Life in Death, Death in Life

When you immerse yourself in wild Nature and drop your defenses of fear, anxiety and perhaps internalized nature-averse cultural stories, strange things can happen. Boundaries become blurred, perceptions shift, perceived alienations become opportunities for deep affiliation. Even the demarcation between life and death becomes indistinct. This happened to me. Spending a prolonged time deeply immersed in and in reciprocal relationship with so many diverse natural beings, my awareness became sharpened, senses attentive and alive, perceptions crisp and clear. Where previously, I always saw life and death as discrete entities, this was not so in the natural world.

I dwelled in a world of eagles soaring on updrafts, light rain falling from grey clouds caressing the sage that embroidered the hillside, orange and rusty brown leaves composting on the forest floor giving rise to an incredible array of wild mushrooms. Aspen leaves trembled in the afternoon breeze, the river’s current visibly moving ever onward, a startled mule deer darting into the forest. Wildflowers – some still blooming – others having transformed into the dry stalks that will provide nutrients for the next generation. And on and on it goes, without beginning or end. One unbroken continuum of life and death, the two phenomena forever yoked to each other in a sublime and eternal dance that is Nature.

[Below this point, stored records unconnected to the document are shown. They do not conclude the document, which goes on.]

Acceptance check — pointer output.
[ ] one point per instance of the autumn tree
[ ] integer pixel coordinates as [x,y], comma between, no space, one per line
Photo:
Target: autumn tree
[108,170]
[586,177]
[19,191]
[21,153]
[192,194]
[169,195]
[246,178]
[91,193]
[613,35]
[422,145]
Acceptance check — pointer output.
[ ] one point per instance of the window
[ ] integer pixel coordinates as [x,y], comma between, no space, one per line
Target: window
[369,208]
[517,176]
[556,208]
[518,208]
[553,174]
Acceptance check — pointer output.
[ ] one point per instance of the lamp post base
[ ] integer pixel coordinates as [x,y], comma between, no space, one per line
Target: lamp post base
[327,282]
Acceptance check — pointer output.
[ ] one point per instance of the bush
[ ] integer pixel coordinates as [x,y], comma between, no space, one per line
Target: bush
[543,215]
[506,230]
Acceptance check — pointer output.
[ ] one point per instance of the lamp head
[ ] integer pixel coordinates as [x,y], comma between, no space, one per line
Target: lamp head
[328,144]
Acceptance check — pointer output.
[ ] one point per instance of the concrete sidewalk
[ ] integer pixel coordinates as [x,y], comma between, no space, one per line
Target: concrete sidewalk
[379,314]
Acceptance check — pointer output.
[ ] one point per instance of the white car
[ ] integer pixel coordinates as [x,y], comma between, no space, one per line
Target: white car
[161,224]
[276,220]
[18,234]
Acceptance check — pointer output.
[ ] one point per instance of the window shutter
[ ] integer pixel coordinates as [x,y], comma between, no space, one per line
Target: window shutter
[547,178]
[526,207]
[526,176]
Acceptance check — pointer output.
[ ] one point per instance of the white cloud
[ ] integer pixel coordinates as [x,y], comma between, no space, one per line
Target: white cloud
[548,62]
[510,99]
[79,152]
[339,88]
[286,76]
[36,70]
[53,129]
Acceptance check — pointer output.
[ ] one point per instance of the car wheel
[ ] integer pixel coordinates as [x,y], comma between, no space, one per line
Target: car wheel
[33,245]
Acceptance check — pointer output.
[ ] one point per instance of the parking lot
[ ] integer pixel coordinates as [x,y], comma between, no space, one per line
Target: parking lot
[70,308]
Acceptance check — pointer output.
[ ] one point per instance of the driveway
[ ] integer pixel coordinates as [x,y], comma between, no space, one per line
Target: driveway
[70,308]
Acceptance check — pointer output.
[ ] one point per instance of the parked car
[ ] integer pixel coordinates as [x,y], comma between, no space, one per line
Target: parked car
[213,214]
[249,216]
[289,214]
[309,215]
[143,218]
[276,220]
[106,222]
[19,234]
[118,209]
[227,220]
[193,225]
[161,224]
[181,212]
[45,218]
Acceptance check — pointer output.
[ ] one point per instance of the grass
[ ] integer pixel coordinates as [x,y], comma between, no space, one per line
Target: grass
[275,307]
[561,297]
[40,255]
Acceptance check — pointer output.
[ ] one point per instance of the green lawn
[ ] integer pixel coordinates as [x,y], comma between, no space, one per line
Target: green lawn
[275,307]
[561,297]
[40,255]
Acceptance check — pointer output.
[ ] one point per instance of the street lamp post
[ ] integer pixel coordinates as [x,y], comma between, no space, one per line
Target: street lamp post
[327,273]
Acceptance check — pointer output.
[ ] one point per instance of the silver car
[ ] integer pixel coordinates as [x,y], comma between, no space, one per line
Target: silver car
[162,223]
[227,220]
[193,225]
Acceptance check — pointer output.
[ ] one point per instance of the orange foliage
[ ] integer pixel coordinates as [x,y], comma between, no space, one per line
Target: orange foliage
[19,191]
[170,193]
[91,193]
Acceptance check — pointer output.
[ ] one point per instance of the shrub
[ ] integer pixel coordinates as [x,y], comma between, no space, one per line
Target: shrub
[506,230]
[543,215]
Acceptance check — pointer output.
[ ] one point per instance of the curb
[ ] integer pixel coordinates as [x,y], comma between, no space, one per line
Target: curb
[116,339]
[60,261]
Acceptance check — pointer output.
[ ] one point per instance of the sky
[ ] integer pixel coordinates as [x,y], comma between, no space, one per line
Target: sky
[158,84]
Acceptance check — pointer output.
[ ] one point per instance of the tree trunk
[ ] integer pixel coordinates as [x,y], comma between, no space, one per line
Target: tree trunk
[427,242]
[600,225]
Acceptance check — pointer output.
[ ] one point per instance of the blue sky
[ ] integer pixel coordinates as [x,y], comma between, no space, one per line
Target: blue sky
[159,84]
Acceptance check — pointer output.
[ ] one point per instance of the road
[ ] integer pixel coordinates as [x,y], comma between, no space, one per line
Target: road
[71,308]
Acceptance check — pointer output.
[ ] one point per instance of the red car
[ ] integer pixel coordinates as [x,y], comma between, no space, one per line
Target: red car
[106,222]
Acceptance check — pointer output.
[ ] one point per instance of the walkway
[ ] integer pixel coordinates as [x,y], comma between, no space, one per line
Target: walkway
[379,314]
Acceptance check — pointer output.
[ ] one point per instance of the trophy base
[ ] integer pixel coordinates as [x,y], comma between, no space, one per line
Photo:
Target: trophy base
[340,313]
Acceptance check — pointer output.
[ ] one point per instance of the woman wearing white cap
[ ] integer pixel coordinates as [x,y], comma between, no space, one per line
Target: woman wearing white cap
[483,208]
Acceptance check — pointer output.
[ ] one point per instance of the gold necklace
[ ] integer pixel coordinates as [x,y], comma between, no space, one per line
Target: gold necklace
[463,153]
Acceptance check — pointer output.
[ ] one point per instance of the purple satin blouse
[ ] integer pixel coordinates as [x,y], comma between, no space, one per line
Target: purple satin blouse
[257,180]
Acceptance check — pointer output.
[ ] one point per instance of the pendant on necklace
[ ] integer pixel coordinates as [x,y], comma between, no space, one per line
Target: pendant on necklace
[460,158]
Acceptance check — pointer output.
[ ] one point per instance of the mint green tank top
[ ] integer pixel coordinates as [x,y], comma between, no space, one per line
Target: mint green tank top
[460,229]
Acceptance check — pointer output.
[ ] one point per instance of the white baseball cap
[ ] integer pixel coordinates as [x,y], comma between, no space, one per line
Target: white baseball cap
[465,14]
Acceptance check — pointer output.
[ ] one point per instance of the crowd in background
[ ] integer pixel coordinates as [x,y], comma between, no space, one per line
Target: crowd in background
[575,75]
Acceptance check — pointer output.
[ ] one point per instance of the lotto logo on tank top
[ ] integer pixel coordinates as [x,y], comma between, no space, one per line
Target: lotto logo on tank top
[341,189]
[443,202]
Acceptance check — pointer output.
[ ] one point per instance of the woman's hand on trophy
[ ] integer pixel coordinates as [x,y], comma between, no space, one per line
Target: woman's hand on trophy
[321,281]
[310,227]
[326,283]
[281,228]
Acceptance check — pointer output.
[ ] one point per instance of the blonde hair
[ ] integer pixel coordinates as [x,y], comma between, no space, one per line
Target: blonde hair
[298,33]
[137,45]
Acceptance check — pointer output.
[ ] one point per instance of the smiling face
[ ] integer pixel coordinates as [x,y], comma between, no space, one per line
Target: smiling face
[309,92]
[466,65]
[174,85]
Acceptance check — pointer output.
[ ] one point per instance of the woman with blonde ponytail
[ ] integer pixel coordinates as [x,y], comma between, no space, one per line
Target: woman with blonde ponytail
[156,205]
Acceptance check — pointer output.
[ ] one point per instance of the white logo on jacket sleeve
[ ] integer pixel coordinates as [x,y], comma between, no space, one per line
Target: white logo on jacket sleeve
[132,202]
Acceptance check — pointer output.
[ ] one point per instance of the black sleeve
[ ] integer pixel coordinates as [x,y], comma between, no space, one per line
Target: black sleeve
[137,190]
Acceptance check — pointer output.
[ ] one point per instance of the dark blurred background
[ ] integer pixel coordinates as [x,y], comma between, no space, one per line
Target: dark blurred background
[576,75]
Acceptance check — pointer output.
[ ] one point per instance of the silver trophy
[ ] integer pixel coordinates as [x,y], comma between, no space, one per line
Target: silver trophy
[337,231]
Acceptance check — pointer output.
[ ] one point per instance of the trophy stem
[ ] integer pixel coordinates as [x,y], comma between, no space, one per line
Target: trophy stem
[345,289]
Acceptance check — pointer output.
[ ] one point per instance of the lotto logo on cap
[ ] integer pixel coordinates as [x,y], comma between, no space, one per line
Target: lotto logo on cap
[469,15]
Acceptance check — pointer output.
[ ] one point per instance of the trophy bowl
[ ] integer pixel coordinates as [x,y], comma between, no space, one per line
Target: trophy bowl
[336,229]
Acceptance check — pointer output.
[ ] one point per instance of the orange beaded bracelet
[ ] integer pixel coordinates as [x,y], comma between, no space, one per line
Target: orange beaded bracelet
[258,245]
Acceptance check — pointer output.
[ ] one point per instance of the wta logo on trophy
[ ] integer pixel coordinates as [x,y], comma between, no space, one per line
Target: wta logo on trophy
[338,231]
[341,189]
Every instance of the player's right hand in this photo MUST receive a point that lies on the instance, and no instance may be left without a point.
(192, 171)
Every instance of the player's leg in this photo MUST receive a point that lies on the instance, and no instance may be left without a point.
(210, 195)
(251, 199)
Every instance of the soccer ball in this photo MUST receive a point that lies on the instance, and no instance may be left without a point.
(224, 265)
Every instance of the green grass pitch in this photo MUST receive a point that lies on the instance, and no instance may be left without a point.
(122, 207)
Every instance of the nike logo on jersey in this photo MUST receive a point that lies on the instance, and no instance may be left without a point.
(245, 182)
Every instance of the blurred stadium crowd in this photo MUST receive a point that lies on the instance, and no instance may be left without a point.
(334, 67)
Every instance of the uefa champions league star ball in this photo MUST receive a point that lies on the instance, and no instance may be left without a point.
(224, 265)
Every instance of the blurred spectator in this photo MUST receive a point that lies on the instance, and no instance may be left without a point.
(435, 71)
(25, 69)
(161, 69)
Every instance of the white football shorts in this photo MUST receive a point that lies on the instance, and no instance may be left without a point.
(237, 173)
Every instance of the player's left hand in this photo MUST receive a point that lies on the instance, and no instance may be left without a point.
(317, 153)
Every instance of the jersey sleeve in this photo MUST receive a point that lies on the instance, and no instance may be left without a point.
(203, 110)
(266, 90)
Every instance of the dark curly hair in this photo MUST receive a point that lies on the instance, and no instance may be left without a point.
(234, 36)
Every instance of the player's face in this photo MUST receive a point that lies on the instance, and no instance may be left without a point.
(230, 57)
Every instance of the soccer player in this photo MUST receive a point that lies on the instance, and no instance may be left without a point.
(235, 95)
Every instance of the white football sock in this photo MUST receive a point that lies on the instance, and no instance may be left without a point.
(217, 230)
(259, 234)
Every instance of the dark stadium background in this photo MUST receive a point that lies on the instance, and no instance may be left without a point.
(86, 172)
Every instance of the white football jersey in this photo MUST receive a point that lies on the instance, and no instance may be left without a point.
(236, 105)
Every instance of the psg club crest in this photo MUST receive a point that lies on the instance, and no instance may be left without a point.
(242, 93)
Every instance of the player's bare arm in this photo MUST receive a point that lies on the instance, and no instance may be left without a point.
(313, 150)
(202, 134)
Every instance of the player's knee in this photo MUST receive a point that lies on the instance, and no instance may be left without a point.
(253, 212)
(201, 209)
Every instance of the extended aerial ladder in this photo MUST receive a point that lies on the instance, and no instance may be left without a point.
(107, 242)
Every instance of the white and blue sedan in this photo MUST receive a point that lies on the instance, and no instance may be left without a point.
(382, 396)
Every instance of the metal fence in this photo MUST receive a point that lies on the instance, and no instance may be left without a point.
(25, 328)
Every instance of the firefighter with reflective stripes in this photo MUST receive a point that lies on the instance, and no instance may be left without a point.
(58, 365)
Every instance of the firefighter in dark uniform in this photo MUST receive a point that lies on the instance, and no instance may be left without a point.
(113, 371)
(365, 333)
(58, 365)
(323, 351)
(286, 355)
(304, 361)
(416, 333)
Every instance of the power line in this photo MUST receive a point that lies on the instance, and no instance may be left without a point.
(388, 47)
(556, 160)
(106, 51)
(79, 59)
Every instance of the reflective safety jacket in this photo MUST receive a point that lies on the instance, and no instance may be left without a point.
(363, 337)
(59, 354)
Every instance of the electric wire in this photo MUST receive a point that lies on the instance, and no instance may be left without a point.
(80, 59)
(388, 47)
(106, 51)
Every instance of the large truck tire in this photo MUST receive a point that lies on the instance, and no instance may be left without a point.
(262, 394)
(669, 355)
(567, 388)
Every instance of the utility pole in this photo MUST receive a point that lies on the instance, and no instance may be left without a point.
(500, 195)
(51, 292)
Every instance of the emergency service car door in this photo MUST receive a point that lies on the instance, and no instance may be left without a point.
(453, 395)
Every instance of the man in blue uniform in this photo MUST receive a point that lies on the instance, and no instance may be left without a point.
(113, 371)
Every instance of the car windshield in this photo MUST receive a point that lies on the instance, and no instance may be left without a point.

All these beings and all these ecological processes – growth, becoming, allowing, nurturing, being, transforming – implanted themselves into my psyche and even into my body. I realized that life and death were all around and it was impossible to distinguish between the two – living and dying are one ongoing concurrent process! Guided by this growing realization – an awakening fostered by my surroundings, I needed to look no further than my own body to deepen this even further. As I sat in the forest or on the hillside or in the meadow or lay under the bewildering maze of stars we call the Milky Way, I felt and knew deeply that life and death are happening to me right here, right now. Millions of cells in my body are dying in each moment while millions of cells are simultaneously being born. It’s all right here. My body is my home – the temple of my spirit. Nature/Earth is also my home – a home that I share with all other beings – the temple of the Great Spirit.

In order for something new to emerge, to be born and to grow, something else has to die. That is the way of Nature. I saw, smelled, tasted, touched and felt this truth directly all around me, unmediated. Amidst the rotting compost of the recent leaf fall, amongst the brown dead grasses on the hillside, mushrooms and new plant growth were emerging. So it is, I realized with myself. For my true and conscious elder self to emerge I had to let go of my attachment to my former selves. They had to become compost and fertilizer, providing the life-giving nutrients for my nascent elder self to grow.

I feel that the Nature-disconnected environments we have created (like cities, where over half of humanity lives) fail to support our most authentic selves – what I sometimes call our “ecological self”. For me, wild Nature is the healing environment that bests supports my journey of growth and expanding awareness. I have now made a personal pledge to undertake a vison quest each year – to nurture and foster my truly authentic self.

Let us all use our remaining decades to become who we truly are and thereby heal ourselves and this beautiful and wondrous Earth.